Key Takeaways for Investors

  • Earnings quality improving: ROAA 1.19%, ROAE 14.15%, and efficiency 52.79% indicate durable profitability; expense control plus fee momentum (SBA gains, prepayment penalties) support near-term earnings .
  • Margin setup is balanced: NIM dipped 6 bps q/q on SOFR/cash/DDA mix, but management guides flat-to-slightly up; any Fed cuts could accelerate deposit cost relief and margin resiliency given embedded loan floors .
  • Growth runway intact: Loans >$2B with diversified mix; deposits scaling across verticals (HOA, correspondent, business banking); TBV/share trending higher .
  • Credit still benign: NPLs up to 0.20% but expected to improve in Q2; ACL/loans steady at 1.22%; net charge-offs near zero .

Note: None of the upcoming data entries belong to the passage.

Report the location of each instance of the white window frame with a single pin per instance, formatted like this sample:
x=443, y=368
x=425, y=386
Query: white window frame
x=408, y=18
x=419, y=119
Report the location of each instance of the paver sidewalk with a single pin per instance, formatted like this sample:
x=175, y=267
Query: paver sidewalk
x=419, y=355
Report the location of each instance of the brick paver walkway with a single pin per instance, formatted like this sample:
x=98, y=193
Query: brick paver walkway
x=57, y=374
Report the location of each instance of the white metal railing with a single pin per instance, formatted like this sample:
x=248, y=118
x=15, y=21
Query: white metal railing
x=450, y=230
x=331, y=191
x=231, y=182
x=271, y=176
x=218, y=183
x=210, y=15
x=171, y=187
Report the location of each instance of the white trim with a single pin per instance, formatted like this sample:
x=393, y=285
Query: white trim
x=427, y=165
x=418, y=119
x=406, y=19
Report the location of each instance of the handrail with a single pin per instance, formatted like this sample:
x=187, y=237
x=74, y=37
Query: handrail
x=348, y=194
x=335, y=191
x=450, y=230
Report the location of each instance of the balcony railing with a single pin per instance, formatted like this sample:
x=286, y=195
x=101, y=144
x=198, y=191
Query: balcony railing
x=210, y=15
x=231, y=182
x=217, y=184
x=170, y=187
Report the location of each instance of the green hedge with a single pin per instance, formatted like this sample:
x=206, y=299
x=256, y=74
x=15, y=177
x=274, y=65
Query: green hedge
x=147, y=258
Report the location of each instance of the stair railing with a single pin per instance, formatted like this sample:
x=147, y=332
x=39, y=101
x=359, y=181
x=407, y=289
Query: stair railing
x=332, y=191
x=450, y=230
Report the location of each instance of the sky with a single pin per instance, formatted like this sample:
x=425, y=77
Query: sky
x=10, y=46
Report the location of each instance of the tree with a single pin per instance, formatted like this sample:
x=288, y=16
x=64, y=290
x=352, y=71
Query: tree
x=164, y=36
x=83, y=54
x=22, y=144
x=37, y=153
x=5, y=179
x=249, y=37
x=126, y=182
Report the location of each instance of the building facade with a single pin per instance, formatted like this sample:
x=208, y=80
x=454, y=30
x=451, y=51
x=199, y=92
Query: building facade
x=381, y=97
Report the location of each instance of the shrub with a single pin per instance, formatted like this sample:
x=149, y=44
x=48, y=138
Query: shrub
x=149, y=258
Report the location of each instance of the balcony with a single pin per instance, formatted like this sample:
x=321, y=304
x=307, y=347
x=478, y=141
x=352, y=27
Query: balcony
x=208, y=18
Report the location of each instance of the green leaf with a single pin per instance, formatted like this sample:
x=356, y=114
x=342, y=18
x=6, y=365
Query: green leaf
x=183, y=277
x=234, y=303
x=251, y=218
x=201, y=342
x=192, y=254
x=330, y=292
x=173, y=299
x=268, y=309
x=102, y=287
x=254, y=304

  • Watch competitive deposit pricing: Management notes pricing pressure and customer CD demand; deposit beta management remains critical to NIM outcomes .
  • Expenses to edge up: Hires and performance accruals move expense base toward ~$12.3–$12.4m; continued operating leverage is key to maintain sub-53% efficiency .
  • Dividend provides yield support: $0.10 quarterly maintained; capital ratios remain strong (Total RBC 13.72%) .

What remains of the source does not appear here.